The problem with starting at the beginning and working towards the end is that you don’t know where you’re going. How many people plan a vacation by hopping in their car and driving until they get to where they want to go? If they don’t know where they want to go, they’ll waste time aimlessly driving around with no direction whatsoever, and that’s exactly how most people approach writing.

Instead, start with the ending. What’s the emotional feeling you want the audience to experience at the end? If you don’t know that final emotional experience, it’s time to find out now before you start writing yourself into a dead end.

Once you know that final emotional moment, then it’s time to decide how to create that moment. For example, let’s suppose our story is a romantic comedy. The ending should have the lovers finally together. The question is how do they get together? On the top of the Empire State Building like “Sleepless in Seattle”? With the man climbing a fire escape to rescue the woman in “Pretty Woman”? The details are less important than the emotional experience, but once you know the details, you start working backwards.

In “Sleepless in Seattle,” the lovers finally meet at the top of the Empire State Building, so now you work backwards and set this idea up. Through that movie, there are multiple references to an older movie where two lovers meet at the top of the Empire State Building, son now you know you must sprinkle this reference in the story from the beginning to the end. In “Pretty Woman,” the hero is afraid of heights so climbing the fire escape is his way of overcoming his fear to find true love. Thus the story hints of his fear of heights earlier.

Once you know how your story ends, then you can layer in the emotions to make that ending more impactful. When you have characters talking about the happy moment in an older movie where two people find love at the top of the Empire State building, that primes the audience to hope that the current movie characters will also find love at the top of the Empire State Building.

Working backwards works for all types of stories. In “Terminator 2,” the ending is where the hero (the good Terminator) voluntarily destroys himself to save the human race. The emotional experience is that the hero (the good Terminator) finally understands why people cry and learns the importance of a human life.

Knowing your ending means knowing the theme you want to present. Knowing that the good Terminator learned why people cry and the value of a human life, working backwards means the hero must start out not knowing the value of a human life by trying to kill to solve his problems. First the hero learns that killing is wrong. Then the hero learns that he can solve problems by not killing people. Finally we get to the ending when the hero learns the value of a human life.

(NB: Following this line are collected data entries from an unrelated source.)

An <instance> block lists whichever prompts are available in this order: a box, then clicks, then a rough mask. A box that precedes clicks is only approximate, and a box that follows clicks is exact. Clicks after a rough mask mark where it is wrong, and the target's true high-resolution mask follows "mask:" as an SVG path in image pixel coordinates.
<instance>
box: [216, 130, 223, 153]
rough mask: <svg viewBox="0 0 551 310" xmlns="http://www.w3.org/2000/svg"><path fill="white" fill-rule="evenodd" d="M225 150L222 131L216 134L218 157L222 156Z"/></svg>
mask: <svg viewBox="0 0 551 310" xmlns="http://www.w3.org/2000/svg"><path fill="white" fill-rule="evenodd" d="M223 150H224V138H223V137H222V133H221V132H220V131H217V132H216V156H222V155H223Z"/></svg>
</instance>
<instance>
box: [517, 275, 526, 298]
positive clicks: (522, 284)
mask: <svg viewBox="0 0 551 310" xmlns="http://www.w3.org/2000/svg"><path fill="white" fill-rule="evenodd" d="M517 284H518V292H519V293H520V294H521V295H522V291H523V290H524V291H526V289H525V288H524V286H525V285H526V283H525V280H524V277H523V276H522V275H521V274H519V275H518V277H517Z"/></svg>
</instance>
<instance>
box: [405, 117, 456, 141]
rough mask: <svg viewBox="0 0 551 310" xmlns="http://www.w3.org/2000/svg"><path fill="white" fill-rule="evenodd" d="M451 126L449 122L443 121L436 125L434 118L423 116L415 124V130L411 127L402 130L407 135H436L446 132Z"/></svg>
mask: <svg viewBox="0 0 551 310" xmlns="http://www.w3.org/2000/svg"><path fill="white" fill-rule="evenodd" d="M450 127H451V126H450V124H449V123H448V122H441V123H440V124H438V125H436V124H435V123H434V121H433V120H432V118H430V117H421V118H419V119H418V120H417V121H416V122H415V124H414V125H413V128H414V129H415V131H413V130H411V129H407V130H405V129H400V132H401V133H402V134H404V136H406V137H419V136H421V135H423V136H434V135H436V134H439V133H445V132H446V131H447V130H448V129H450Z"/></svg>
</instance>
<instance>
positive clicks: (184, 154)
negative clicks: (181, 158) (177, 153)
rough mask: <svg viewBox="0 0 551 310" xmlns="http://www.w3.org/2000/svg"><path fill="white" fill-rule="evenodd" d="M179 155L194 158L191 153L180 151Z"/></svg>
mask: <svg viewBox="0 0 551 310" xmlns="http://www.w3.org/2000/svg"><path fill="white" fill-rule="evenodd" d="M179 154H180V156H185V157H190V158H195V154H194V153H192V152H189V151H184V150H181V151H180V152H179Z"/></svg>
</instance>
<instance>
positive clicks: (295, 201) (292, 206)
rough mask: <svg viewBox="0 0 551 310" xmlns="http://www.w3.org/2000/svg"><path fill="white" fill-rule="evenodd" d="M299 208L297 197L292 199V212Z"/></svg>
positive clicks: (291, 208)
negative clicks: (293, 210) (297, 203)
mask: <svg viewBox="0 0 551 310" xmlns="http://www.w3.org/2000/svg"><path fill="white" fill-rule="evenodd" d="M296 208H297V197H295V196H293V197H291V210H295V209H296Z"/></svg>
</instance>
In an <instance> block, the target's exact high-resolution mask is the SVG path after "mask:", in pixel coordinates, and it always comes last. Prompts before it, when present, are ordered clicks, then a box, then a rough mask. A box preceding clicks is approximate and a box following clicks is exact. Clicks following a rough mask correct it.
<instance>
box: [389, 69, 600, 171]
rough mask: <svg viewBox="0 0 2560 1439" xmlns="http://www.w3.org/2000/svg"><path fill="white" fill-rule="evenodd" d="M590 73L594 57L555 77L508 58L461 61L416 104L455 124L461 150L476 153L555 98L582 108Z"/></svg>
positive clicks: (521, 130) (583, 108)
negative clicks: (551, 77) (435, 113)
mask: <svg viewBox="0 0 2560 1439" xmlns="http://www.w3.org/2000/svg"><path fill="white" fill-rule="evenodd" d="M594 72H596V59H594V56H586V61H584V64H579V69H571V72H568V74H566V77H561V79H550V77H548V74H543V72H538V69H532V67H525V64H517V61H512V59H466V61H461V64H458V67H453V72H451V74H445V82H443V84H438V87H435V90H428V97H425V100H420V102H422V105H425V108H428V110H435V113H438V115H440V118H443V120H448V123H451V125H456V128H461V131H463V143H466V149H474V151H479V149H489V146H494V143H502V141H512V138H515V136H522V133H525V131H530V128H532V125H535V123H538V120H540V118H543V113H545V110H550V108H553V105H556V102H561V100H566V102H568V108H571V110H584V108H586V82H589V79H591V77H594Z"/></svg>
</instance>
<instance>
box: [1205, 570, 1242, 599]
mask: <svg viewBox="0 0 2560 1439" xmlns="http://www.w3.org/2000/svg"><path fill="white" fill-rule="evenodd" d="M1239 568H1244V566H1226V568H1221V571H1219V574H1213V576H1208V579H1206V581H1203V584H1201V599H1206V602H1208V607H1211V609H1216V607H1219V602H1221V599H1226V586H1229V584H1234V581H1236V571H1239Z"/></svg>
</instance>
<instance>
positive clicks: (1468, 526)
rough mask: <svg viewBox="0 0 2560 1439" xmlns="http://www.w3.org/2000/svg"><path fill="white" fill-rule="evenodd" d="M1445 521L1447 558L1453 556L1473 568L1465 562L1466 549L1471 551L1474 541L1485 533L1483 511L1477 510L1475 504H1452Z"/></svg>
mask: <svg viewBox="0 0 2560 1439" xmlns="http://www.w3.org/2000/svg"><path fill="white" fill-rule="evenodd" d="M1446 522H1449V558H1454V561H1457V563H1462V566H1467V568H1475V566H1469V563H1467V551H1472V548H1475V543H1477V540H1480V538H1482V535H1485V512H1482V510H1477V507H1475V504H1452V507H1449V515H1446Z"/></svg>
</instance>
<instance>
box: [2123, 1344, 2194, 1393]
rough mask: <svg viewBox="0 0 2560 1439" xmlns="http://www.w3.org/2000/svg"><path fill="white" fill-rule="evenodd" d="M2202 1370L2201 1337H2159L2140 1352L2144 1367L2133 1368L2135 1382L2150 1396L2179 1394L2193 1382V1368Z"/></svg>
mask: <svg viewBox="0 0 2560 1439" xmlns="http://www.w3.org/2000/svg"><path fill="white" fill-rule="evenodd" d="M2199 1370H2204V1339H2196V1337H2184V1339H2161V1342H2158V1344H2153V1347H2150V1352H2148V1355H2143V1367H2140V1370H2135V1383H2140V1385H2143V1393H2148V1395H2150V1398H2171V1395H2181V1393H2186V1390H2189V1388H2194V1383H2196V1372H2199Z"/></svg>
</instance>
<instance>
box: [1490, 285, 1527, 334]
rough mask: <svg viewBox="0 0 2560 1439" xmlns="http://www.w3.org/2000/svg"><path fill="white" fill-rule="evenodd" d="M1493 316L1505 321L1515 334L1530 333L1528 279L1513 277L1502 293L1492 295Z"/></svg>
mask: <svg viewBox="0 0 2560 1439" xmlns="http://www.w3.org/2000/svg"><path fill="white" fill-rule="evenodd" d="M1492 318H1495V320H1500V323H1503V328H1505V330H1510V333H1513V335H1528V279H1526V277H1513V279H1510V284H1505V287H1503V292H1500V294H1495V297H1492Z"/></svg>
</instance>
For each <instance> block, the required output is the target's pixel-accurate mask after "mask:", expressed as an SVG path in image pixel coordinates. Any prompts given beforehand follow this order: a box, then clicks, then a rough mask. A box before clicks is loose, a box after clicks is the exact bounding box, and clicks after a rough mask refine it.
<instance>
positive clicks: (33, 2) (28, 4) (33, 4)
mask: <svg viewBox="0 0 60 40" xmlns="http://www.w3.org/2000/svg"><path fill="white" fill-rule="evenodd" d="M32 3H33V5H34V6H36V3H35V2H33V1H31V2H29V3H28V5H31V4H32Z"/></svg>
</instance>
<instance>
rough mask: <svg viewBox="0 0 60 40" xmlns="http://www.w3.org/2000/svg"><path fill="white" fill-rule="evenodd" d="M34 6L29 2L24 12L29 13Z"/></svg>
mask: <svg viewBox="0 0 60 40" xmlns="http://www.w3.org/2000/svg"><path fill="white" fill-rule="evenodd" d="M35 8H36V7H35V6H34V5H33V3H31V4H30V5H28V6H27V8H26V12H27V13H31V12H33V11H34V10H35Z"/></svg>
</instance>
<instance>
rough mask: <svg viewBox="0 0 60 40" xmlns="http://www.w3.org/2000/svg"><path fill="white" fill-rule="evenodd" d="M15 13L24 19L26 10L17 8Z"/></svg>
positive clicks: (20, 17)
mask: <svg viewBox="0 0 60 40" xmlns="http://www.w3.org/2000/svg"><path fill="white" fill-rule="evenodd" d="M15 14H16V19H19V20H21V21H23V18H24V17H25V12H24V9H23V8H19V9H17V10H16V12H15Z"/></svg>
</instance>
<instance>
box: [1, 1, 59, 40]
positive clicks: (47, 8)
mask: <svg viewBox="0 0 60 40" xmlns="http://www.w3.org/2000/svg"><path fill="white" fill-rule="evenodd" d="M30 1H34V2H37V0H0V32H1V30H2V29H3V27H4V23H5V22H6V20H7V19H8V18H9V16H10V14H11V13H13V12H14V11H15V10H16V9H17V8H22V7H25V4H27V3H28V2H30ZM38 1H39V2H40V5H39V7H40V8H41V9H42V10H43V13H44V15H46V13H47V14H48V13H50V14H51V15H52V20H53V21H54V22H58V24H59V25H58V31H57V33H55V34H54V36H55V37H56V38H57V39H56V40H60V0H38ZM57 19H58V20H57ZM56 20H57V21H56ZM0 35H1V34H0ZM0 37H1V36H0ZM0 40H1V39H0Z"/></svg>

Working backwards forces you to fully understand your theme and ending before you start writing. Now you have a target to hit. Without a target, you’ll risk wandering aimlessly discovering irrelevant facts and story lines that have nothing to do with your ultimate message which is your theme. That’s why exercises that have you write about your hero’s childhood can be a waste because it forces you to think about things that have no bearing on your story. Knowing about your hero can help you write a complete character, but 99% of what you know will never show up in your story, so don’t waste time focusing on irrelevant details when you can focus more time on crafting your ending by knowing the emotional impact at the end and then the details for how it ends.

The details for how your story ends can always change, but once you know your ending, you automatically know your beginning, and once you know your beginning and ending, you know the parts in between. In comparison, if all you know is your beginning, you’ll be lucky if you ever discover the middle and the ending.

Start backwards. Then you’ll be in a far more powerful position to craft an interesting story from the beginning.